List is particularly useful in python. Let's look at how the list is implemented inside.
Take a look at the following simple program, add some integers to the list and print them out.

>>> L = []>>> L.append(1)>>> L.append(2)>>> L.append(3)>>> L[1, 2, 3]>>> for e in L:... print e... 1 2 3 

As you can see, the list is iterative.

The C structure of the list object

The list in Python is represented by the structure of the C language below. ob_itemis an array of pointers used to hold elements, allocated is the ob_item total amount of memory pre-allocated

typedef struct {    PyObject_VAR_HEAD    PyObject **ob_item;    Py_ssize_t allocated;} PyListObject;

Initialization of the list

Let's take a look at what happens when you initialize an empty list L = []

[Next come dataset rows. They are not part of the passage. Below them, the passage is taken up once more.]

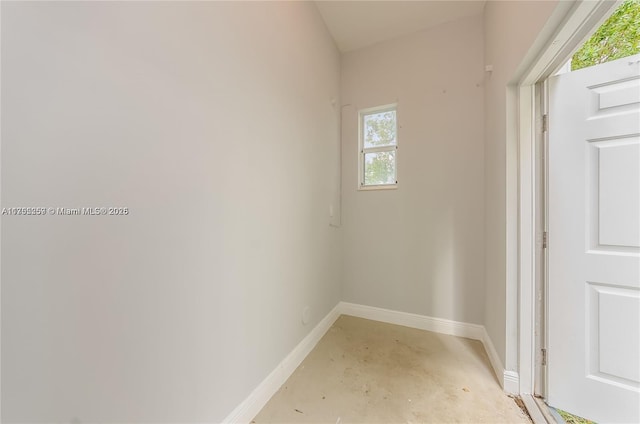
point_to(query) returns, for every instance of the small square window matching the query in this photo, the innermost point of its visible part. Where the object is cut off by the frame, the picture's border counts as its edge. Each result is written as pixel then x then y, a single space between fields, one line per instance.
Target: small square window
pixel 378 142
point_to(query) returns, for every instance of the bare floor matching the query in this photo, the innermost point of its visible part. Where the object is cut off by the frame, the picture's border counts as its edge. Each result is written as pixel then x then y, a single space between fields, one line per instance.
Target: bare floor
pixel 371 372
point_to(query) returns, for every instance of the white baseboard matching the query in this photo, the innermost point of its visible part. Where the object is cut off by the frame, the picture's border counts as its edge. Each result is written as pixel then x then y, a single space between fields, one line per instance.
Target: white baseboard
pixel 421 322
pixel 250 407
pixel 509 380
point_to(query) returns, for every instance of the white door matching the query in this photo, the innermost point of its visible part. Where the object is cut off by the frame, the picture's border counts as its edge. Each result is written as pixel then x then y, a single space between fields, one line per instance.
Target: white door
pixel 594 242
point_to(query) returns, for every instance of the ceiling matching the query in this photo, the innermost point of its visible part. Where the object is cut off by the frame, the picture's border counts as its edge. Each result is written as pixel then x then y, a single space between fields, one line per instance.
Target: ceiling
pixel 357 24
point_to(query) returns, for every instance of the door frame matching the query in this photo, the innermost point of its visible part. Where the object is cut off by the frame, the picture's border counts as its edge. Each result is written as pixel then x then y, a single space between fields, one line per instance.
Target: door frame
pixel 567 28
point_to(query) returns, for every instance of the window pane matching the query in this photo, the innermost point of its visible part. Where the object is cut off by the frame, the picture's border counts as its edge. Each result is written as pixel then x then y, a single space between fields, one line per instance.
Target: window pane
pixel 380 168
pixel 380 129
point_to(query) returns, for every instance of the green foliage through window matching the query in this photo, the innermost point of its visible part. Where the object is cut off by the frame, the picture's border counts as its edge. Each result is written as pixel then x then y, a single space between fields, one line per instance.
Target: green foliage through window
pixel 617 37
pixel 378 146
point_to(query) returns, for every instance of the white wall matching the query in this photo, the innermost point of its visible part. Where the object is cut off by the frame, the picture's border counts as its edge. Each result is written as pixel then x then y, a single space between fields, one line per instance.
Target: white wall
pixel 419 248
pixel 510 30
pixel 213 123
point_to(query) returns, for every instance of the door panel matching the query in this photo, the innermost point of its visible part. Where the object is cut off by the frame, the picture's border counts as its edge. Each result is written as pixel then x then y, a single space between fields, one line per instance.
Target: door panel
pixel 594 242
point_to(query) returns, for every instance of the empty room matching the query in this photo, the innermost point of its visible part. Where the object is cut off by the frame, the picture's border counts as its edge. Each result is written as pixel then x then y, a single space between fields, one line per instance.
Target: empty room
pixel 320 211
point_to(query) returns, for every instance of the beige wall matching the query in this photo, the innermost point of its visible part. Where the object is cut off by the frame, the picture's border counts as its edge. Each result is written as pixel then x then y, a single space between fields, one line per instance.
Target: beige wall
pixel 213 123
pixel 419 248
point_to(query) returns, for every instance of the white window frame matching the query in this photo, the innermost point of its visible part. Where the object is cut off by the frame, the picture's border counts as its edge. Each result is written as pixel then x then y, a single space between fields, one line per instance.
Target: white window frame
pixel 362 150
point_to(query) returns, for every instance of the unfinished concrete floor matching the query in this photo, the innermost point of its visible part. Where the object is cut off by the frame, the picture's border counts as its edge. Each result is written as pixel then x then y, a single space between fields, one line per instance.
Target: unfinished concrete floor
pixel 371 372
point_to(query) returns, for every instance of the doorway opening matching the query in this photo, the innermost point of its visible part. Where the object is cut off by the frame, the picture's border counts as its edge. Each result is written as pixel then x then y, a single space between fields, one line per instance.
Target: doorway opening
pixel 577 25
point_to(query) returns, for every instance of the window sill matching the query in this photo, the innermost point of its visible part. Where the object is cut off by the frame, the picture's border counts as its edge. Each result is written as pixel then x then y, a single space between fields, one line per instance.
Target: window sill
pixel 378 187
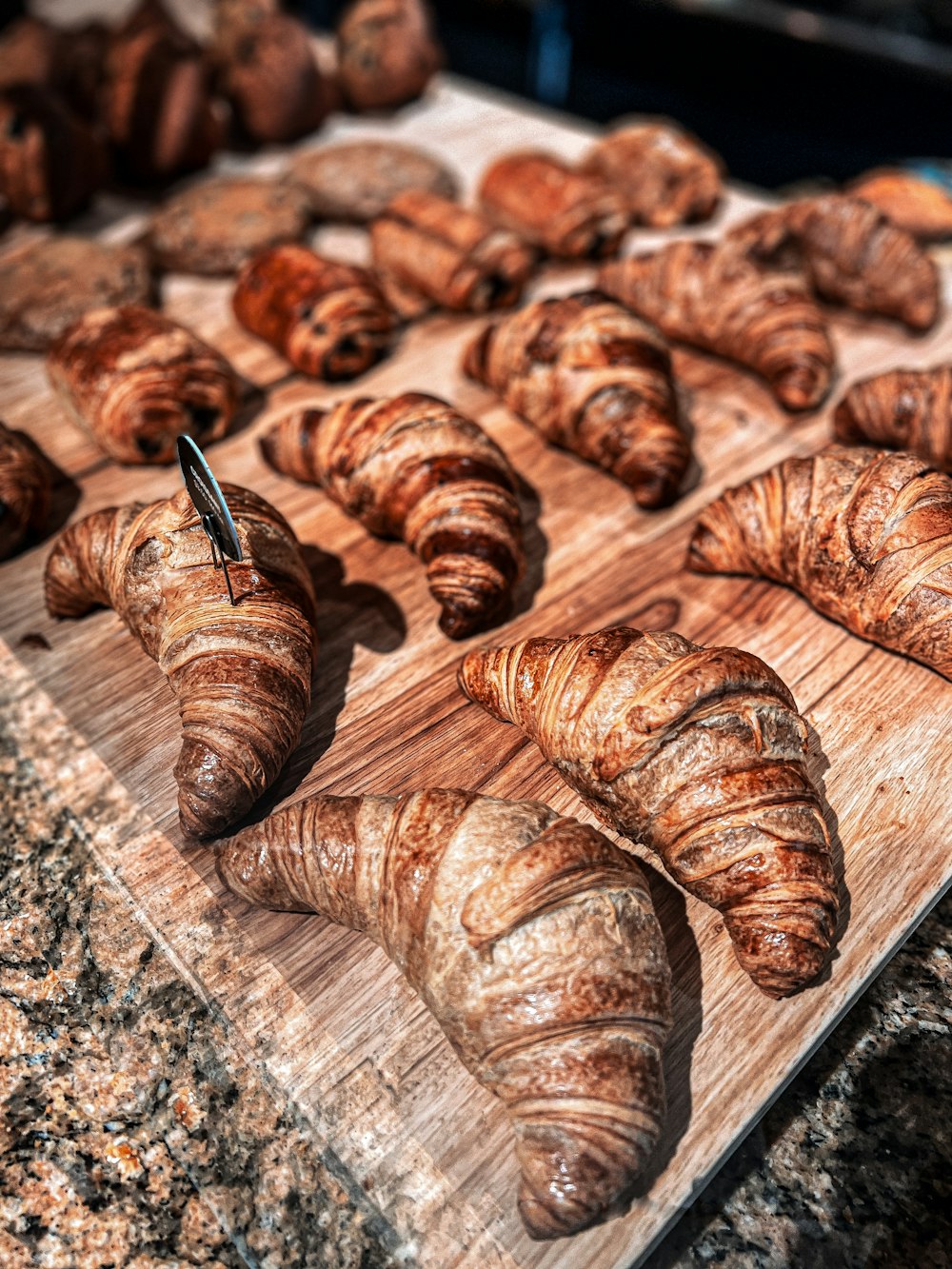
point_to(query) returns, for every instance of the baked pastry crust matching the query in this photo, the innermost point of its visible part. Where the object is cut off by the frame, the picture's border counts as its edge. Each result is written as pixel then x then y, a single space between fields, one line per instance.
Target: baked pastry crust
pixel 413 467
pixel 596 380
pixel 50 285
pixel 242 674
pixel 428 250
pixel 863 534
pixel 136 381
pixel 550 205
pixel 716 298
pixel 533 943
pixel 664 175
pixel 699 753
pixel 219 225
pixel 327 319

Arguments:size of the list =0Returnslist object = []pylistnew:nbytes = size * size of global Python object = 0 allocate new list object allocate list of pointers (ob_item) of size Nbytes = 0 clear ob_item set list ' s allocated var to 0 = 0 Slots Return List object                    

It is very important to know the size of the list application memory space (the latter is replaced by allocated) and the size of the space that the list actually stores the elements ( ob_size ), and the size ob_size is the len(L) same as the The size of the allocated is the amount of space that has been applied in memory. Usually you will see that the value of the allocated is ob_size greater than the value. This is to avoid calling realloc for memory allocations each time a new element is added to the list. And then we'll see more about that.

Append

We append an integer to the list: L.append (1). What happened? Called the internal C function App1 ()

arguments: list object, new elementreturns: 0 if OK,-1 if notapp1:n = size of list call list_resize () to resize the list to size n+1 = 0 + 1 = 1 list[n] = list[0] = new element return 0              

Let's take a look at list_resize () , list_resize () will request extra space to avoid calling multiple list_resize () functions, List growth models are: 0, 4, 8, +, +, (+), .....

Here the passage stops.